Kerkük’te kurşunlar ansızın bizi vurur
Sürüklenir sokaklarda başsız cesetlerimiz
Zulüm bir hançer gibi içimize oturur
Bir mağara devrinden arta kalan insanlar
Kerkük’te kan kusturur…
Uzar gider bir sessizlik içinde
Bir uçtan bir uca Türkistan toprakları
Beyaz altın dediğimiz pamuk tarlalarına
Çöreklenir yedi başlı kızıl yılan
Baş kaldırsa esarete yeni bir Osman Batur Han
Bebekler bile vurulur beşiklerinde
Kana boyanır Türkistan.
Basmış kanlı çizmeler toprağına bir defa
Çiğnenmiş kara kalpaklar, temiz duvaklar
Susmuş minarelerinde mübarek ezan
Prangaya vurulmuş bir mahkûm gibi çaresiz
Boynu büküktürkülerde güzelim Azerbaycan.

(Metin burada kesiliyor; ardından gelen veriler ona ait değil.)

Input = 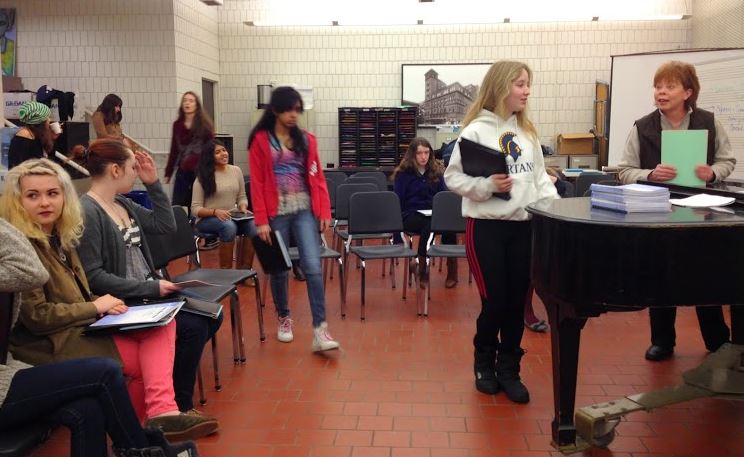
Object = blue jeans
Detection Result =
[0,357,149,457]
[173,313,224,412]
[269,210,325,327]
[196,217,256,241]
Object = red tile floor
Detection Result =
[33,251,744,457]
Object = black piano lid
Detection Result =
[527,197,744,228]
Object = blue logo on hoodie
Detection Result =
[499,132,522,162]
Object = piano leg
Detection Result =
[545,303,586,448]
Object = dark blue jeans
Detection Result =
[269,210,325,327]
[0,357,148,457]
[172,169,196,209]
[173,311,223,412]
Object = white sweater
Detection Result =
[444,110,558,221]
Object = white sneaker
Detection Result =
[313,322,340,352]
[276,317,294,343]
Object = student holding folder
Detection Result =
[444,61,558,403]
[619,61,736,361]
[0,159,214,441]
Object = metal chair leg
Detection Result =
[338,257,346,319]
[211,335,222,392]
[196,362,207,406]
[254,273,266,342]
[230,291,246,363]
[361,260,366,320]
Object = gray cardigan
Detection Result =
[0,219,53,407]
[78,181,176,299]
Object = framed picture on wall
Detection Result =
[401,63,491,125]
[0,8,16,76]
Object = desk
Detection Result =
[527,198,744,446]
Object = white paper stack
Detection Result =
[591,184,672,213]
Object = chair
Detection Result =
[574,173,620,197]
[147,208,266,352]
[351,171,390,190]
[257,233,346,319]
[344,175,387,191]
[0,292,54,457]
[345,191,421,320]
[423,191,470,317]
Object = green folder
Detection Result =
[661,130,708,187]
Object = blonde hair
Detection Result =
[0,159,83,249]
[462,60,537,141]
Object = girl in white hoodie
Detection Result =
[444,61,558,403]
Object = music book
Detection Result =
[230,209,253,222]
[253,230,292,274]
[460,138,511,200]
[85,300,184,333]
[661,130,708,187]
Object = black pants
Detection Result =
[0,357,148,457]
[172,169,196,211]
[403,211,457,257]
[648,305,728,352]
[173,312,223,411]
[465,219,532,352]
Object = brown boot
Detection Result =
[444,257,457,289]
[219,241,235,270]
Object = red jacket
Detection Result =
[248,130,331,226]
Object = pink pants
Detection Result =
[114,321,178,420]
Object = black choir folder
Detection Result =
[253,230,292,275]
[460,138,511,200]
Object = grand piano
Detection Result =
[528,183,744,449]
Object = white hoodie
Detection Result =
[444,109,558,221]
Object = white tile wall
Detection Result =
[219,0,692,167]
[692,0,744,48]
[0,0,176,157]
[8,0,744,174]
[173,0,220,106]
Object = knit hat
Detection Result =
[18,102,51,125]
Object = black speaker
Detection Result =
[54,122,90,155]
[214,133,235,165]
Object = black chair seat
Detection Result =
[426,244,466,257]
[350,244,416,260]
[0,422,54,457]
[173,268,256,286]
[287,246,341,261]
[174,278,235,303]
[336,230,393,240]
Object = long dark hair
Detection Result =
[178,91,214,139]
[96,94,123,125]
[24,122,54,154]
[72,138,132,178]
[248,86,308,161]
[196,140,225,198]
[391,136,444,182]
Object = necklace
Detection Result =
[88,190,128,228]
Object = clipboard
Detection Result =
[460,138,511,200]
[84,300,184,333]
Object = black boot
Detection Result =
[114,427,199,457]
[496,348,530,403]
[473,349,499,395]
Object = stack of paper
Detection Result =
[591,184,672,213]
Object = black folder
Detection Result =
[460,138,511,200]
[253,230,292,275]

Bir kanlı ağıt söylenir şimdi Kırım’da
Biz duyarız Kırım’ın öldüren feryadını
Bir büyük destanla birlikte yeniden yazacağız
Kırım topraklarına Kırım Türkünün adını.
Balkanlarda büyük, öksüz kubbeler
Minareler, şadırvanlar, kervansaraylar
Bizi söyler, anlatır Mimar Sinan’dan beri
Üsküp’te, Estergon’da, bir atar damar gibi
Davullar, zurnalar ve serhat türküleri...

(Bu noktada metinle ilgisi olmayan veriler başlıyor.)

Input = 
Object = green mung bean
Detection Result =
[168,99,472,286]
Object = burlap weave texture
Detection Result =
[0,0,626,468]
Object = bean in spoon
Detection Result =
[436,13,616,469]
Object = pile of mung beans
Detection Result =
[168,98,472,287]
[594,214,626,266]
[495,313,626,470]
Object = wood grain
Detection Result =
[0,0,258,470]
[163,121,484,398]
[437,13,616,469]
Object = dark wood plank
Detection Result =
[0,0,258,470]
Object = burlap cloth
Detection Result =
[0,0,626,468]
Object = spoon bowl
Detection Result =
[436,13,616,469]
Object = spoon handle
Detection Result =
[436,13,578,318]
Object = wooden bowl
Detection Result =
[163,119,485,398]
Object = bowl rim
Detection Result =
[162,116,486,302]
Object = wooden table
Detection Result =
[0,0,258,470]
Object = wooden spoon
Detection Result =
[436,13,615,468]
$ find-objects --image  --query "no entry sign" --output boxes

Yüzyıllardan beridir Altaylardan Tuna’ya
Bizim türkülerimizdir söylenen
Konuşan dil, bizim dilimizdir
Renk renk, nakış nakış uzayan toprak değildir
Kilimlerimizdir…
Yine bir dağ gibi, bir dev gibi doğrulacağız
Yeni bir ruh doğacak toprağımızdan
Tanıyacak bizi dünya yeniden heyecanla
Burma bıyığımızdan, kalpağımızdan.
Bizim türkümüzde gurbet var artık.
Hasret var, yürek var, toprak var balam
Gönlümüzü sımsıcak alan topraklar
Tiyan-Şan, Kadır-Gan Dağları’na dek uzar
Kim demiş vatanımız Edirne’den Kars’a kadar.